How so? The proposal would not require spending increases or tax cuts to be paid for if they are the result of:

  • A “statute enacting a budget implementation bill;”
  • Costs related to state worker union contracts that are approved by the legislature;
  • The budget act;
  • Costs incurred for general obligation bond debt; or
  • Costs required by federal law.

The proposals would also allow the Legislature, by a two-thirds vote, to waive the pay-as-you-go requirement with a simple declaration that a measure would not result in added costs or lower revenues. This type of disclaimer could easily lead to claims that tax cuts “pay for themselves” despite economic and fiscal evidence to the contrary.

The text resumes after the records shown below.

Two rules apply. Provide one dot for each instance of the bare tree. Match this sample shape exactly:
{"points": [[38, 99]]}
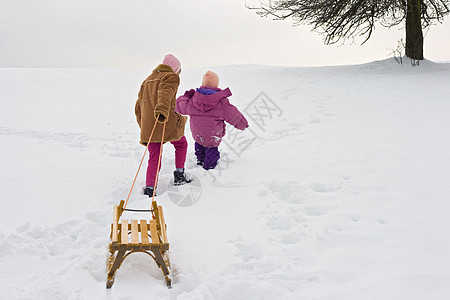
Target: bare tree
{"points": [[341, 19]]}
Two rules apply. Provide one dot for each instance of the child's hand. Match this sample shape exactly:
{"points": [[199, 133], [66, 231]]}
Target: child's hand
{"points": [[161, 118]]}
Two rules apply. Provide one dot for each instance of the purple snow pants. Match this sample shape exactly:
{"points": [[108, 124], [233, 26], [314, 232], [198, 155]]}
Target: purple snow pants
{"points": [[153, 150], [208, 156]]}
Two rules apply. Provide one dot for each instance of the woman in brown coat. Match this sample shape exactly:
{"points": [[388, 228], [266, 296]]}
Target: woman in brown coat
{"points": [[156, 104]]}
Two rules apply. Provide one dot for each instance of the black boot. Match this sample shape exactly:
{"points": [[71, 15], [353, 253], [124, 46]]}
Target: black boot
{"points": [[148, 190], [180, 178]]}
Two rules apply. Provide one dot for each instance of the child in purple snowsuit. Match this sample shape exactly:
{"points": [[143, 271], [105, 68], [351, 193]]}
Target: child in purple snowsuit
{"points": [[208, 108]]}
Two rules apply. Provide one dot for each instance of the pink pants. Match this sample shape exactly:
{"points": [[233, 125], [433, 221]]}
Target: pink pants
{"points": [[153, 150]]}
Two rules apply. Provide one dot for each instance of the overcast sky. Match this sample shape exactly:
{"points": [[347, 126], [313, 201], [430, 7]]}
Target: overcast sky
{"points": [[138, 33]]}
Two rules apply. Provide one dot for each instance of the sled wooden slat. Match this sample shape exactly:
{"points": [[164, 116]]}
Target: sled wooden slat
{"points": [[134, 232], [154, 233], [144, 232], [124, 232], [163, 225]]}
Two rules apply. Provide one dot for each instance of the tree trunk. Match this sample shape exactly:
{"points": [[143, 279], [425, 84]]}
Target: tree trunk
{"points": [[414, 35]]}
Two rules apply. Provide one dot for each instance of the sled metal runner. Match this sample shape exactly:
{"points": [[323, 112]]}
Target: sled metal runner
{"points": [[147, 236]]}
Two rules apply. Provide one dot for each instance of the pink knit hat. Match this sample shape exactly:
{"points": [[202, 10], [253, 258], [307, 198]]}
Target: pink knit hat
{"points": [[172, 62], [210, 79]]}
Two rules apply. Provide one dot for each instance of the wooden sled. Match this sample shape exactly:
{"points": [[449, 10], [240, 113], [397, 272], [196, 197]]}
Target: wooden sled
{"points": [[138, 236]]}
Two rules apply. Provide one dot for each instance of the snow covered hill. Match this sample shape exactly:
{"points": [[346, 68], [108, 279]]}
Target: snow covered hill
{"points": [[339, 189]]}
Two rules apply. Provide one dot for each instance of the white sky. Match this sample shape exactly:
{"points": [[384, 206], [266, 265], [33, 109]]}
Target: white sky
{"points": [[138, 33]]}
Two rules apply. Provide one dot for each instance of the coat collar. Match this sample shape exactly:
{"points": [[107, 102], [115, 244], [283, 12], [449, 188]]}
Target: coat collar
{"points": [[163, 68]]}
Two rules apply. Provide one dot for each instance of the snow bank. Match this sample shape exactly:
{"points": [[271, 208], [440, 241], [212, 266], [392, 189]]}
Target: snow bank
{"points": [[339, 190]]}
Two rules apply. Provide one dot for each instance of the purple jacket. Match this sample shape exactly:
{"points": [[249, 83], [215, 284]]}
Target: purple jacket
{"points": [[208, 113]]}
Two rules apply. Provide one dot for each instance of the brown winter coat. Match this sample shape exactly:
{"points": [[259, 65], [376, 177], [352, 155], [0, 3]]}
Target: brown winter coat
{"points": [[158, 96]]}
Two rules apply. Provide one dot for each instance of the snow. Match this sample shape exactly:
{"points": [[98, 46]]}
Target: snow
{"points": [[338, 191]]}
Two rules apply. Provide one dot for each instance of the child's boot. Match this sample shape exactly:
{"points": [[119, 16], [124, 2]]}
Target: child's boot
{"points": [[180, 177], [148, 190]]}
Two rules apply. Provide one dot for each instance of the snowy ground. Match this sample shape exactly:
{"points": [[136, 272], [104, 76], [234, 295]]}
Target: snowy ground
{"points": [[340, 190]]}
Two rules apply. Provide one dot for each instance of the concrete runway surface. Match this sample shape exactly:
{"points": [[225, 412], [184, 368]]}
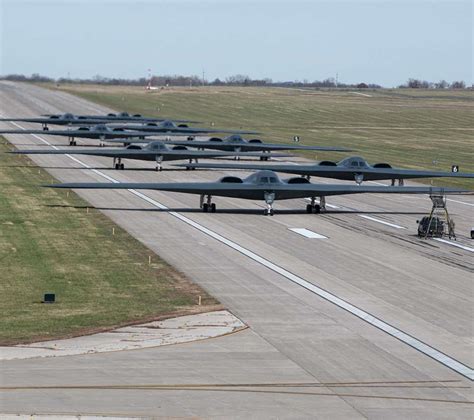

Such claims are made now, even in the absence of pay-as-you-go rules. Consider, for example, the statement in a recent legislative analysis of the sales tax exemption for alternative energy and transportation projects enacted by SB 71 (Padilla) that, “According to the Department of Finance, the program would have no impact on the budget, since absent the program, the projects approved by CAEATFA would not have occurred.” (The CAEATFA is the authority within the Treasurer’s Office that would administer the exemption).

Perhaps most troubling are the exemptions for bond debt service and “budget implementation” bills. The former because bonds impose a 20- to 30-year obligation on the state that cannot be reversed once a bond has been sold if priorities change or good economic times turn bad. The exemption for budget implementation bills is troubling because of the breadth of what might be considered a budget implementation bill and the fact that it would likely result in an even larger share of state policymaking occurring through the budget process – so as to circumvent pay-as-you-go requirements – where lawmaking is often rushed and where tradeoffs and major decisions often occur behind closed doors with little notice or opportunity for public review, and away from the policy committee process.

Even more fundamentally, absent a level playing field between spending and taxing – the California Forward proposals would allow a budget to be approved by majority vote, but would retain the two-thirds requirement for state tax increases – a pay-as-you-go rule would also tend to pit universities against the elderly and parks against child care, rather than program demands against obsolete tax loopholes.

What’s a reasonable alternative? Congress operates under a pay-as-you-go requirement contained in the rules that govern the operation of the House and the Senate. This approach imposes fiscal discipline without sacrificing flexibility or limiting the ability of Congress to respond to emergencies ranging from natural disasters, such as Hurricane Katrina, to the economic calamity of the Great Recession.